SXSW 2026: a comunicação entrou na era da reparação

Nos dois primeiros dias de SXSW 2026, a sensação mais forte não foi exatamente a de um festival obcecado apenas por tecnologia, inovação ou futuros mirabolantes. O que apareceu, com mais força, foi outra coisa. Um conjunto de conversas, sinais e provocações que parecem apontar para uma mesma direção.

Em meio a tantas discussões sobre educação, saúde social, consumo, ciência e conexão humana, emerge um diagnóstico mais profundo sobre o nosso tempo. Estamos cercados de ferramentas, estímulos, automação e possibilidades. Ainda assim, faltam direção, vínculo, credibilidade, profundidade e sentido. E talvez por isso, pelo menos até aqui, a conversa mais relevante desta edição não seja sobre inovação no sentido clássico, mas sobre reparação.

Chegar a Austin durante o SXSW é sentir que o futuro já desceu do palco e foi passear pela rua. Ele está na mistura improvável entre arte, tecnologia, música, design, comportamento e infraestrutura. Está nos murais, na pulsação da cidade, na sensação de que ali o novo não é exibido como protótipo.
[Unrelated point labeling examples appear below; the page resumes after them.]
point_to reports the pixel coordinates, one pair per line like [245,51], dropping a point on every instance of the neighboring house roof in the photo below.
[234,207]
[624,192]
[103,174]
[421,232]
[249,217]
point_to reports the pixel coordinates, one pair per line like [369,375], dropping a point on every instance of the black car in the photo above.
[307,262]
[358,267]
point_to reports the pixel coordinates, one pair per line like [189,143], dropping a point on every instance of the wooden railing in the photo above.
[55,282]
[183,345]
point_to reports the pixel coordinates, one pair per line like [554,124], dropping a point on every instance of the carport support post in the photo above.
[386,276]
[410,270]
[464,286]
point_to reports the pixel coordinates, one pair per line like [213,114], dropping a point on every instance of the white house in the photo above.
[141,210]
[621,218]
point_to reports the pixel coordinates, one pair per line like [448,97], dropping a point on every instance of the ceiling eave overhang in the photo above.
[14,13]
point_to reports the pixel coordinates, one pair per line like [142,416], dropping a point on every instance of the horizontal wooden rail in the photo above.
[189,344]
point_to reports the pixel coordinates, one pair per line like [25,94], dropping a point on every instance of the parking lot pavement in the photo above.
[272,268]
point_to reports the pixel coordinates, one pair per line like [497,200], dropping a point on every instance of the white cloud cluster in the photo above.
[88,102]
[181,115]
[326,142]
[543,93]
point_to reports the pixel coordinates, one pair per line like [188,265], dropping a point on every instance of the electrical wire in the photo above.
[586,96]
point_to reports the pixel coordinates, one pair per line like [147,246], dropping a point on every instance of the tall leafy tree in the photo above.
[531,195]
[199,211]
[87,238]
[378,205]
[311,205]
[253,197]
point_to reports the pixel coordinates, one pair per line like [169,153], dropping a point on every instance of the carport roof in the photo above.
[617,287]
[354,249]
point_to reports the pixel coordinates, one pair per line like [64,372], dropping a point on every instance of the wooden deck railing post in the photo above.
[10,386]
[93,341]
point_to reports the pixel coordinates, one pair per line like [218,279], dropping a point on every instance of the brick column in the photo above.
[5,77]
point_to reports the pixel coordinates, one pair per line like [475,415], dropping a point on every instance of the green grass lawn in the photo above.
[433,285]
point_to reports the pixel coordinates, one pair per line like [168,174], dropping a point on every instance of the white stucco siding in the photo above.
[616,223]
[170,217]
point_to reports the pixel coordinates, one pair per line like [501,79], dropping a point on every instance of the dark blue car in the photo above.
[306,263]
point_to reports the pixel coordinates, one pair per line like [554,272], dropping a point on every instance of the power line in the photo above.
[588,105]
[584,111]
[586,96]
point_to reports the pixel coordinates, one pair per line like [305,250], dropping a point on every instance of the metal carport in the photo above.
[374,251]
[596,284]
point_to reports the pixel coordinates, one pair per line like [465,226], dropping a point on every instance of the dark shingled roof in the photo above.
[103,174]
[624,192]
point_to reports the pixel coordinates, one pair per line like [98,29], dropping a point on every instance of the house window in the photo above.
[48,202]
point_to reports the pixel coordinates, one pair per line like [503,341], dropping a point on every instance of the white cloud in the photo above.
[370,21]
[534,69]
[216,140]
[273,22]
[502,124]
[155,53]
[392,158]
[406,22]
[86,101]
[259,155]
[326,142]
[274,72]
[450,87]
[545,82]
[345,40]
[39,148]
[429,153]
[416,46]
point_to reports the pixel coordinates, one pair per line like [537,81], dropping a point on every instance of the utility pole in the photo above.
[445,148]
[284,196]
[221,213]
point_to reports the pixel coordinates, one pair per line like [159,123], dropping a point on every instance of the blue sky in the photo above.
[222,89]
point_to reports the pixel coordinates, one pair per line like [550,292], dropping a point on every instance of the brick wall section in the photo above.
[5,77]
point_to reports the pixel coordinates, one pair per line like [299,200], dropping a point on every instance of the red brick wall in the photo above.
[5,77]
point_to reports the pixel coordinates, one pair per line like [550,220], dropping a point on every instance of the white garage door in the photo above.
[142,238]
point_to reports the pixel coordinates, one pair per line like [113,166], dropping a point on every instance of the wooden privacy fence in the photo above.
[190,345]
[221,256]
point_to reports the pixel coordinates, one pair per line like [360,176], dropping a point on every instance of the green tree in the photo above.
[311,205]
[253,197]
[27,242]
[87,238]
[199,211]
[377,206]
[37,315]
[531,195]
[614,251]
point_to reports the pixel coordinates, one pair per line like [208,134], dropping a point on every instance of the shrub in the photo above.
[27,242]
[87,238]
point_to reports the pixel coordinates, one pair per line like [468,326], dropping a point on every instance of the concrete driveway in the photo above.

Ele já circula. Às vezes, literalmente, em um carro autônomo chamado pelo aplicativo como se fosse a coisa mais banal do mundo.

Mas, curiosamente, a impressão mais forte que tive nesses dois primeiros dias não veio da tecnologia em si. Veio do que ela não resolve sozinha.

Durante muito tempo, o mercado operou sob a lógica da amplificação. Mais alcance, mais presença, mais conteúdo, mais estímulo, mais urgência, mais barulho. A economia da atenção moldou campanhas, plataformas, métricas e narrativas. Só que alguma coisa começou a ranger. O excesso cansou. A saturação perdeu glamour. E o que aparece agora, com mais clareza, é uma demanda menos espalhafatosa e muito mais decisiva. Intenção.

Foi essa a sensação ao assistir à palestra da WGSN, “Excesso tá fora, intenção tá dentro”. O ponto central era simples e potente. Moderação não é restrição, é escolha consciente. O consumidor, especialmente entre os mais jovens, já não parece tão seduzido por acumular, performar ou consumir por impulso como prova de pertencimento.

Há uma busca crescente por simplicidade, estabilidade, pequenos avanços possíveis, alegria realista e bem estar menos punitivo. Não se trata de um futuro ascético, sem prazer, quase monástico de aplicativo de hábito. Ao contrário. Trata se de uma vida mais editada. Menos exagero, mais coerência. Menos romantização do consumo, mais decisão sobre o que merece espaço na vida.

Essa mudança de humor cultural dialogou com outra conversa importante do festival. A crise de direção. Na palestra “Strategy in Times of Chaos: Imagining Futures of Education”, Lynn Jeffrey defendia que, em tempos caóticos, duas competências se tornam centrais para qualquer organização que queira continuar relevante. Imaginação e observação. Parece simples, mas não é. Estamos tão condicionados a responder, reagir, ajustar e acompanhar que desaprendemos a imaginar com método.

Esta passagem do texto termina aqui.